Russia to suffer if West takes its money back
Oleg Vyugin, Chairman of MDM bank and a former Deputy Finance Minister, said Russian businesses should prepare for the worst.
“If the U.S. enters recession, Russia will suffer a slowdown. The first wave of the credit crunch forced the likes of Maxi Group to sell out to bigger rival NLMK. Everyone’s just thinking ‘we’ll be all right’, but a second wave will hit bigger companies, and the Russian Central Bank needs to prepare for that,” he said.
The First Deputy Chairman of the Central Bank, Aleksey Ulyukaev, said it was ready to act.
“The Central Bank’s powers are there to act as creditor of last resort if a Russian borrower can’t find finance on Western markets. We’ve already substantially increased liquidity in August, September and October, when Russian capital flight totalled $US 11 billion and many Russian borrowers were unable to refinance their debts,” he said.
Some domestic analysts maintain Russia will not suffer significantly.

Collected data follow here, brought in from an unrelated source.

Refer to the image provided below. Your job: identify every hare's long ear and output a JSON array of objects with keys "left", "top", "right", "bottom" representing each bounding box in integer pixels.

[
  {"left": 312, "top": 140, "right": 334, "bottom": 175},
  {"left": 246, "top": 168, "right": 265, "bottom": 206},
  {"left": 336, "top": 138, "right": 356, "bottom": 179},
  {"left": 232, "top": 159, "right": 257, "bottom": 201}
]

Scares in the banking system are pushing investors to the haven of commodities. With the likes of gold topping $US 800 per ounce on Wednesday and record prices for platinum, Russia’s many natural resources exporters are healthier than ever.
But banking leaders warn that Russia’s economy is now too inter-connected with the rest of the world to ignore global market turmoil.